Mañana nadie sabe cuánto costaría una ciruela criolla, que tampoco se ve ya. Es una ley a la que tampoco escapa el mercado de los animales en extinción. Con lo que antes compraba en Kenya el circo Santos y Artigas un elefante puesto en La Habana, hoy no podría comprar ni la mitad de un colmillo.

 

Una escenografía fantástica

 

Claro que el imperialismo norteamericano, como parte de su astuta política para no firmar el Tratado de Kioto, niega esta galopante extinción que en Cuba está teniendo lugar y de la que en el mundo no se habla, atribuyéndosela a las supuestas ineficiencias de la explotación agrícola del socialismo. Ello, por supuesto, con mucha discreción. Valiéndose inclusive de agencias televisivas del socialismo del siglo XXI inteligentemente manipuladas.

 

El otro día, por ejemplo, en un reportaje originado en Telesur (y que nadie sabe cómo pudo írsele de la mano al estricto Canal Educativo), aparecía en el mercado de Sao Paulo medio kilómetro de tarimas, a ambos lados colmadas con 180 variedades de frutas resplandecientes y de vistosos colores.

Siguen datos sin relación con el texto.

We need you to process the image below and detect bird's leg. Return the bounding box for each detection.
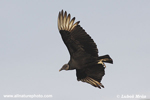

Era una escenografía fantástica, desde luego. La escenografía de un genio que quiso medirse con Spielberg. Por un momento, uno se sintió en la Cuba de los años anteriores a 1959. Era el propósito.

 

Claro, los televidentes cubanos no nos dejamos engañar. Sabemos que el clima de Brasil y el nuestro son muy semejantes, de modo que las frutas de ese supuesto mercado debieron ser de papel maché, mentiras imperialistas para hacernos dudar de la eficiencia agrícola de la revolución.

 

En un mundo donde la tecnología (la del imperialismo sobre todo) está acabando con la naturaleza, hay que aceptarlo, ni naranjas tendremos en Cuba dentro de poco.

 

Y no hablo de ahora, después del paso de los tres huracanes, hablo del porvenir que está ahí detrás de la puerta y que nos tiene temblando, pues a la par de la extinción de las frutas apareció la de las viandas y hortalizas, renglón donde también los precios han tenido que entrar a jugar un importante papel en el control del consumo. La malanga a cuatro pesos la libra, la yuca a tres pesos o cuatro, la col a diez pesos o más, la zanahoria a diez la libra, la cebolla a quince o veinte pesos, la cabecita de ajos (con dientes como los de los niños de dos años) a cuatro pesos, más que predecirlo, lo proclaman dicho con letras bien grandes y cuño de lacre encima.

 

Pero al cabo (un pajarito que venía del porvenir me lo dijo muy de prisa), también contra la extinción de las especies agrícolas, venceremos finalmente los cubanos.